Group 6- Diagrams that have been used are good and show what the text has been explaining. Tables have been used well to illustrate some of the information; tables could also possibly be used to show the developmental timeline more clearly. References could all be collated at the end of the project to make the text flow better from one section to another.
Group 7 – Good use of bullet points and images to clearly show the stages that occur during development.
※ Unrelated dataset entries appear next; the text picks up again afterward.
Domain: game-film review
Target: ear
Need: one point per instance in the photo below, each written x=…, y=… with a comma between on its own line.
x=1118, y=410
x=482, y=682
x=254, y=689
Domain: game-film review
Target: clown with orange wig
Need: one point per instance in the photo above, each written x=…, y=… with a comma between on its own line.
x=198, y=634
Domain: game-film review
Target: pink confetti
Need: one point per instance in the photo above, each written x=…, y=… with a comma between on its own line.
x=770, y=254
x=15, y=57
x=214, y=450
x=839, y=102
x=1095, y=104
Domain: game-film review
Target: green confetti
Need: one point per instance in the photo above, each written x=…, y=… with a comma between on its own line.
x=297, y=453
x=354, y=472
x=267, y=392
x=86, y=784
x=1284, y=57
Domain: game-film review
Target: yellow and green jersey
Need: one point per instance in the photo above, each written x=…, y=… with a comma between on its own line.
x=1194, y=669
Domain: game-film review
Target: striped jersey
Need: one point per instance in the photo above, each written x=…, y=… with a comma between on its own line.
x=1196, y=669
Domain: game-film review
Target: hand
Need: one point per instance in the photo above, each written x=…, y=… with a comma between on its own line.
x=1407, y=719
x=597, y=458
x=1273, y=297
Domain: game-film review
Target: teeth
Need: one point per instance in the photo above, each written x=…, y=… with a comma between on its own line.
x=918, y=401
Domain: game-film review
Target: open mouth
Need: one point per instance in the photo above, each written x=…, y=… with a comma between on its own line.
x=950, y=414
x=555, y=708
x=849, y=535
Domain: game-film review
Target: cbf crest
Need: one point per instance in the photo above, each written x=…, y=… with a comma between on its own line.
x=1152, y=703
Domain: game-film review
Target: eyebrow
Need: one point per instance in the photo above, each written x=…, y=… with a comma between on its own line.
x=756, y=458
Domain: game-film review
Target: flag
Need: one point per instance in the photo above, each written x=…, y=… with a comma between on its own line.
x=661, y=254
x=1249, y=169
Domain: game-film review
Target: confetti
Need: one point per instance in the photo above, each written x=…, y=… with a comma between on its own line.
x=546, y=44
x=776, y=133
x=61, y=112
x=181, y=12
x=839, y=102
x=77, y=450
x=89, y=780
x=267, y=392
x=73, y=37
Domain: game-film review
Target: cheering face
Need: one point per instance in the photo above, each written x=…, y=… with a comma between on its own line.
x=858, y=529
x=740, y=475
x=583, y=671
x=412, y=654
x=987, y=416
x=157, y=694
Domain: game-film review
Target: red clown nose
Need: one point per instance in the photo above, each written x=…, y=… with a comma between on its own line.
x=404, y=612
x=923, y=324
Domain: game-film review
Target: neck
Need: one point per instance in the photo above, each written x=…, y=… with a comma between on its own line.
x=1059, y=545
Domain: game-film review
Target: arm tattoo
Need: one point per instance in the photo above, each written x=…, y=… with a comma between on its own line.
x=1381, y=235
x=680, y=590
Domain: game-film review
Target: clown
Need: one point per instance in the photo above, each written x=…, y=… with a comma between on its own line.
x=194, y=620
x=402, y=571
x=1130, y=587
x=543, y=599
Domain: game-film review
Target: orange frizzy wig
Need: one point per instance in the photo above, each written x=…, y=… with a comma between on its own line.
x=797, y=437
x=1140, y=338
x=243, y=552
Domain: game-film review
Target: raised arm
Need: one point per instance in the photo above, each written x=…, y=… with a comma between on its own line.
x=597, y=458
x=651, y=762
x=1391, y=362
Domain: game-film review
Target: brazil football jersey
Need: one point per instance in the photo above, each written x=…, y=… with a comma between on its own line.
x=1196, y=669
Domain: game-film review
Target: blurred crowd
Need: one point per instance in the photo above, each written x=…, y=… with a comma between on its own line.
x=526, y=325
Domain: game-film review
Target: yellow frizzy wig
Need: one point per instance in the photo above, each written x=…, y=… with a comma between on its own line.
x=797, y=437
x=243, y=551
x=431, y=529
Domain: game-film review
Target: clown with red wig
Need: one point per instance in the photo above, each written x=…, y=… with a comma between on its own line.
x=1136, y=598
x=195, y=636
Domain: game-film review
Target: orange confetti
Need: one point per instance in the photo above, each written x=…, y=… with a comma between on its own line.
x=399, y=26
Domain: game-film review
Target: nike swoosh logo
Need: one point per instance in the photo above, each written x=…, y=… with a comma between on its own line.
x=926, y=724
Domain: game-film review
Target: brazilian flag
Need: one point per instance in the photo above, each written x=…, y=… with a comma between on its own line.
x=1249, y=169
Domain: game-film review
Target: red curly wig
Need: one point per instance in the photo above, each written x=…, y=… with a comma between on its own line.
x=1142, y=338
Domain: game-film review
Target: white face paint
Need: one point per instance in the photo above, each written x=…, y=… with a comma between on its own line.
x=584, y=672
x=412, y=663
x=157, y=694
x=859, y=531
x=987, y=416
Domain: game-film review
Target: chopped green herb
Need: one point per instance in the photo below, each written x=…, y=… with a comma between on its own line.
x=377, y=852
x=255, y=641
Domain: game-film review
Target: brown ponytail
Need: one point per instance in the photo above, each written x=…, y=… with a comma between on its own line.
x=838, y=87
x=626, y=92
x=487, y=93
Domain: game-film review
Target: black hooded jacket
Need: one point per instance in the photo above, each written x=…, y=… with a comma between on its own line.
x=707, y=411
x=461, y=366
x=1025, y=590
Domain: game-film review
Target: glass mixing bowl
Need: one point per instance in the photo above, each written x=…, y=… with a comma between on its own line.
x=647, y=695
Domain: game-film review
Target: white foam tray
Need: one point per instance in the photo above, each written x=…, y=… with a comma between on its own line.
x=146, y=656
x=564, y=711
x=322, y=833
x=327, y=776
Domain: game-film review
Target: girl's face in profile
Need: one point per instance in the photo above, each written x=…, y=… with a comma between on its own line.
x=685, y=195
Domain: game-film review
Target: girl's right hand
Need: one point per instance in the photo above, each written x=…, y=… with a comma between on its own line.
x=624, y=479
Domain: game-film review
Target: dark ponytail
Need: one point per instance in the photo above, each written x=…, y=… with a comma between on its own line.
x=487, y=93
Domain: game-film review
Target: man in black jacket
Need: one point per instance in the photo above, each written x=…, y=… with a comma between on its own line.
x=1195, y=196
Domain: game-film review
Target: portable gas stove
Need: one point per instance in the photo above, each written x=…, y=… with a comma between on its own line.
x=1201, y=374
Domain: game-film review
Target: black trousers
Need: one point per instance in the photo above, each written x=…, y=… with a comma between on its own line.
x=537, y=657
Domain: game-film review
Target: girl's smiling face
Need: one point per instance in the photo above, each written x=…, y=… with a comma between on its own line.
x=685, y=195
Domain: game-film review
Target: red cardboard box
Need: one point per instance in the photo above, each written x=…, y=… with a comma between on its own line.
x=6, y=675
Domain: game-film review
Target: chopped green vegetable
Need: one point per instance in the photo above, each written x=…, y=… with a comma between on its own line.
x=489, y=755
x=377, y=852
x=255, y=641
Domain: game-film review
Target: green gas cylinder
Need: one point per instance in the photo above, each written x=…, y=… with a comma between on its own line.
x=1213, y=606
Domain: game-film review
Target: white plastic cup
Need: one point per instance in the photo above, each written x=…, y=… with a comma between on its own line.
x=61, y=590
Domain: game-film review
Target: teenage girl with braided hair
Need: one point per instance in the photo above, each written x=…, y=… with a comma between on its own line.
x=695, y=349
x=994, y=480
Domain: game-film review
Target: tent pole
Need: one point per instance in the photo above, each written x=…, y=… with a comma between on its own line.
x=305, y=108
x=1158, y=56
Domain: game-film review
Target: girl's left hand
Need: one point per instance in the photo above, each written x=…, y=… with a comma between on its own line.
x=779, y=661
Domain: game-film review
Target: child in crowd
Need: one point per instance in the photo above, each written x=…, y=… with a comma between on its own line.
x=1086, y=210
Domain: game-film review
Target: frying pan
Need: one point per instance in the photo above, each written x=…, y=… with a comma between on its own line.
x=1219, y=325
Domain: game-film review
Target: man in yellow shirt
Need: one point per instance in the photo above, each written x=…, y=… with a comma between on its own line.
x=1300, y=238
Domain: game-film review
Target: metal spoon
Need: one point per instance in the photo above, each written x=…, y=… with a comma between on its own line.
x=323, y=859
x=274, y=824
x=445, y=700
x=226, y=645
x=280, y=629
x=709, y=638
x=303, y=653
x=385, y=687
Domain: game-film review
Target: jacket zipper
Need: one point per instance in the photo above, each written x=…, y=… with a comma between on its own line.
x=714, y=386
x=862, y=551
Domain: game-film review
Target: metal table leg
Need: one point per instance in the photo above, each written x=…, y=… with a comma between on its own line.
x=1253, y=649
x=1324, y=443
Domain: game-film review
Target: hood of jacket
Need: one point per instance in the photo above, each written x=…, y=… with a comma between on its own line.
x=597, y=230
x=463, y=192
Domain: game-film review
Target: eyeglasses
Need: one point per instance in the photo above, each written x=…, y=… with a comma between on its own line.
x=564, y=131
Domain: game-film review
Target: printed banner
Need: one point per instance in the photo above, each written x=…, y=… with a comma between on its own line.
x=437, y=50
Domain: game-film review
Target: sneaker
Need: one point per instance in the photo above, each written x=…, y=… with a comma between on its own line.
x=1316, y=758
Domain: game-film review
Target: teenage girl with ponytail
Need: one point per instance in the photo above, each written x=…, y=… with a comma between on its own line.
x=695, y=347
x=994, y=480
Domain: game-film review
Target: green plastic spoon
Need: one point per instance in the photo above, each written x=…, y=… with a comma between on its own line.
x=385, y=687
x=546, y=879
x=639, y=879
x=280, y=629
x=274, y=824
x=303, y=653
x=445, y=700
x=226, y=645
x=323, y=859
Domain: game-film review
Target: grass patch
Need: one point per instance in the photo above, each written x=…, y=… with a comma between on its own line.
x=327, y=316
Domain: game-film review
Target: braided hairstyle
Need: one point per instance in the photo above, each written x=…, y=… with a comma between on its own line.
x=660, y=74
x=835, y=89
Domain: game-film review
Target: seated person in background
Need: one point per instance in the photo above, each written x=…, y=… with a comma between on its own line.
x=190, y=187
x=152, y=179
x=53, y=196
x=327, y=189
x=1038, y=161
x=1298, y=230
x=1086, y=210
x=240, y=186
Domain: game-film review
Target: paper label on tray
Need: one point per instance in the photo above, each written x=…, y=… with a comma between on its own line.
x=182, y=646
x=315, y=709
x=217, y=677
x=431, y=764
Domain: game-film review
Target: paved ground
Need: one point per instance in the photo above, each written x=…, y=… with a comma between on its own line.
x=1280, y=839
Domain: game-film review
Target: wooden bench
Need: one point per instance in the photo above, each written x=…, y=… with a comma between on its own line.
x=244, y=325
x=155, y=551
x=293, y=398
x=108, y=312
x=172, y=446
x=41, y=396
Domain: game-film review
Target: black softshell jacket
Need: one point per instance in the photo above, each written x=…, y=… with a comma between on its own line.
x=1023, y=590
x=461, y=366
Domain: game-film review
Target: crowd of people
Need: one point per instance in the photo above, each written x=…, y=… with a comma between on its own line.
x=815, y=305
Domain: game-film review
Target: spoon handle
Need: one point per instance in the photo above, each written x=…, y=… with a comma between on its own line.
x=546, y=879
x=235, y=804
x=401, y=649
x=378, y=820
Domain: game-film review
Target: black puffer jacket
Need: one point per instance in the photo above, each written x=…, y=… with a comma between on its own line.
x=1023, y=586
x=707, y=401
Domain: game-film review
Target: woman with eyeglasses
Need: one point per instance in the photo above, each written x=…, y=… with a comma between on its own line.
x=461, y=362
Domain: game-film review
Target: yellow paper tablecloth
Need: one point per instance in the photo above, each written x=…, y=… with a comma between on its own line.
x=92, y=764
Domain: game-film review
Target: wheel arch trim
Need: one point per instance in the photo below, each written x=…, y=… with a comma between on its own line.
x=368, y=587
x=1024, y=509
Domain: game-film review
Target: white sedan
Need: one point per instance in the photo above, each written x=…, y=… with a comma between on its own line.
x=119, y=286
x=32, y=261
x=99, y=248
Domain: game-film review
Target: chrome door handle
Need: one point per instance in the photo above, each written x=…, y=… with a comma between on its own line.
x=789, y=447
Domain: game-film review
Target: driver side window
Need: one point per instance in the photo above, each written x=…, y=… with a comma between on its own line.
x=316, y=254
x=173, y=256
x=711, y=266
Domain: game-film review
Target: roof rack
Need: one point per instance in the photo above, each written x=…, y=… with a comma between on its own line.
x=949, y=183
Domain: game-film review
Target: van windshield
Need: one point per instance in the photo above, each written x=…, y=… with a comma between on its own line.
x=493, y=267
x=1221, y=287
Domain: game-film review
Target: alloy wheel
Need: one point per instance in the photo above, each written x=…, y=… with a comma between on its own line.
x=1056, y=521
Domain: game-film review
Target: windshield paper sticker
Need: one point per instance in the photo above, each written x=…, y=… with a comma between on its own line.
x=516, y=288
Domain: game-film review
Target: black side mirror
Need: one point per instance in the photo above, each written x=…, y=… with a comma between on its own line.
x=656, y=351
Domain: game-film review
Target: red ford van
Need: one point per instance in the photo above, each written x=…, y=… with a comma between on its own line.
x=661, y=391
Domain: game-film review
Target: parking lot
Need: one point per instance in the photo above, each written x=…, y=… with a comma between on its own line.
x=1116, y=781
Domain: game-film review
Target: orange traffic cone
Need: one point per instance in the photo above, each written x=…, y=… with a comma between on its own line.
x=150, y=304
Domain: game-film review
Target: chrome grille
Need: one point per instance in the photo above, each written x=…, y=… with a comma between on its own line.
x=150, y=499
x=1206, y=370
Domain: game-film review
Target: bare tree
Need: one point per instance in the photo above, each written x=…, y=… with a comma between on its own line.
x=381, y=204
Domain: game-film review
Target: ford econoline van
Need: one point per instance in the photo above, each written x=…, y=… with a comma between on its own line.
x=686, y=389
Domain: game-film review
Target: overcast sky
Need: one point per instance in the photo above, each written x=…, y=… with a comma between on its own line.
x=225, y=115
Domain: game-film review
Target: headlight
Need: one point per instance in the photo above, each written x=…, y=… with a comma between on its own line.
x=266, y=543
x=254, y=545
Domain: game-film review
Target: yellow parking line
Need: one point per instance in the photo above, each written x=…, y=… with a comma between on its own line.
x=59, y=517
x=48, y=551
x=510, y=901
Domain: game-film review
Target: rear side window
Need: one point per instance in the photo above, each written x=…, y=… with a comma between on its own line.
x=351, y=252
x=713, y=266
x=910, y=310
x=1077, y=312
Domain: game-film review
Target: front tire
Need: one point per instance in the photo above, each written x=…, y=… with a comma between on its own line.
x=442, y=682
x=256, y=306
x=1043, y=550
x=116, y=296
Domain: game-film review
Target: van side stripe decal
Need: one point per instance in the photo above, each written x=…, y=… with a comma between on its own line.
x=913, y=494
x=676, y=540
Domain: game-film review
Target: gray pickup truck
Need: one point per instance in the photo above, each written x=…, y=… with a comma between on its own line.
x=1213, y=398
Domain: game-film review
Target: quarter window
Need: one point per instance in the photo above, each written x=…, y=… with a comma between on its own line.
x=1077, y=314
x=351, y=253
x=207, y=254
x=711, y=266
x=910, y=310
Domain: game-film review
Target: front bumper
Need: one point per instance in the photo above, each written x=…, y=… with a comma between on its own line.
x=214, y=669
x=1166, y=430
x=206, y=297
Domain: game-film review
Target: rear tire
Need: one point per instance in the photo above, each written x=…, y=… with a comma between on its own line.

Table is effective at showing the visible anatomical details at different weeks. More work needs to be done on the spinal cord development and meninges development sections. The references in the current research models and findings need to be expanded or put into the references section at the end.
Group 8 – The project is split up into different sections well but you need to include an introduction to your project. Really good information and references but use bullet points and diagrams to break up the text so that it is easier to read. There is good information on DMD but you could possibly write about another abnormality linked to muscle development.
Lab Assessment 10
<pubmed>24803588</pubmed>
Taste receptor cells detect chemicals that are in the oral cavity and the information is passed to the brain as an output signal. The taste receptors cells mediate the sense of taste and they located in taste buds, each taste bud contains 50-150 taste receptor cells. On the tongue there are distinct areas called papillae where the taste buds are present; there are three different papillae, the fungiform papillae, the circumvallate (CV) papillae and the foliate papillae. This study focuses on the development of the circumvallate (CV) papillae and the factors that control the developmental pathway. It has been found that the development of CV taste placodes is linked to the expression of the transcription factor Wilms' tumor 1 (WT1). Mice with WT1 knockout have defects in the development of CV papillae.
In this experiment WT1-KO mice were used, out of the 263 embryos only 7 survived to birth. qPCR and ChIP experiments were done on taste-enriched tissues from the back half of the tongues at stage E15.5. For the P0 mice taste samples were taken from the epithelium layer of the tongue and these were also analysed. Taste buds from adult mice were also analysed.
The study found that WT1 is needed in order for the normal expression of Ptch1and Lef1 for CV papillae development. It was also found that SOX2 expression is disturbed when there is an absence of WT1; SOX2 is needed for the development of the placode in the fungiform papillae. WT1 is expressed in adult taste buds which suggest that WT1 is needed for the formation and maintenance of taste cells. In addition WT1 is also need to regulate the expression of BMP4 in embryonic taste cells.